[
https://issues.apache.org/jira/browse/HADOOP-4379?page=com.atlassian.jira.plugin.system.issuetabpanels:comment-tabpanel&focusedCommentId=12667602#action_12667602
]
Doug Judd commented on HADOOP-4379:
-----------------------------------
Hi Dhruba,
I tried your suggestion, but got the following exception when trying to open
the file with the 'append' method:
SEVERE: I/O exception while getting length of file
'/hypertable/servers/10.0.30.102_38060/log/range_txn/0.log' -
org.apache.hadoop.hdfs.protocol.AlreadyBeingCreatedException: failed to create
file /hypertable/servers/10.0.30.102_38060/log/range_txn/0.log for
DFSClient_2003773208 on client 10.0.30.102, because this file is already being
created by DFSClient_423127459 on 10.0.30.102
at
org.apache.hadoop.hdfs.server.namenode.FSNamesystem.startFileInternal(FSNamesystem.java:1088)
at
org.apache.hadoop.hdfs.server.namenode.FSNamesystem.appendFile(FSNamesystem.java:1177)
at
org.apache.hadoop.hdfs.server.namenode.NameNode.append(NameNode.java:321)

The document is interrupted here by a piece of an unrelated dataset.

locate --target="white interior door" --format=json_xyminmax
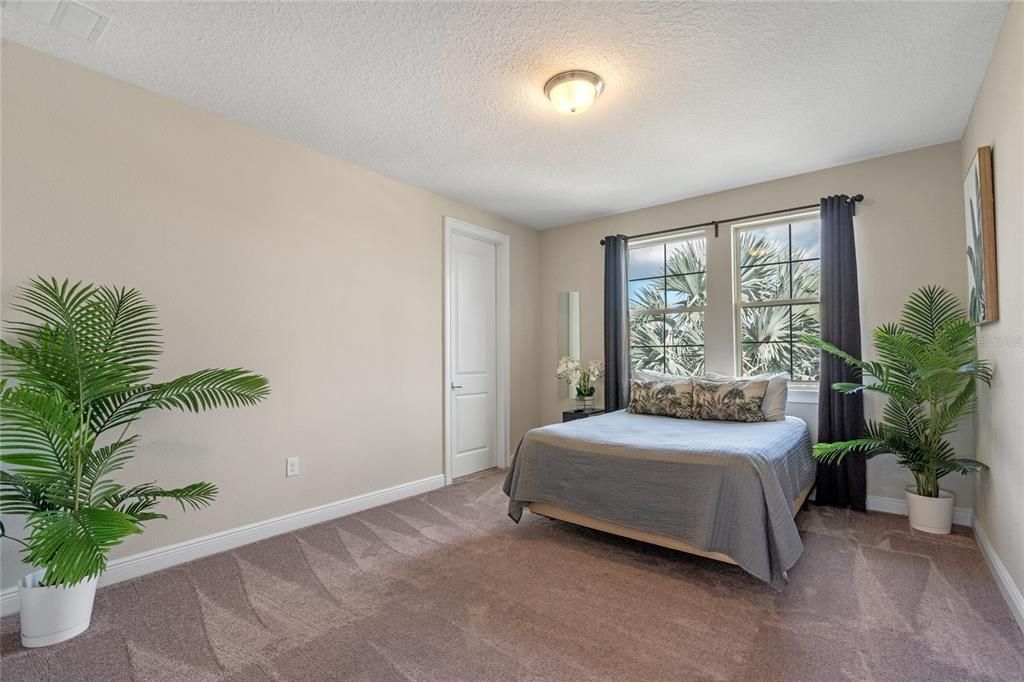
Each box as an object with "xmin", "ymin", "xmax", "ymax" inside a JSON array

at sun.reflect.GeneratedMethodAccessor50.invoke(Unknown Source)
at
sun.reflect.DelegatingMethodAccessorImpl.invoke(DelegatingMethodAccessorImpl.java:25)
at java.lang.reflect.Method.invoke(Method.java:597)
at org.apache.hadoop.ipc.RPC$Server.call(RPC.java:452)
at org.apache.hadoop.ipc.Server$Handler.run(Server.java:892)
I could re-write the whole thing to not be dependent on knowing log length,
however, it seems like it ought to be possible to obtain the actual file length
in this situation. The semantics of getFileStatus() seem a little odd.
Sometimes it returns the actual length of the file and sometimes it returns a
stale version of the length. I suppose this is ok as long as it is well
documented. But it should be possible to obtain the actual length of a file.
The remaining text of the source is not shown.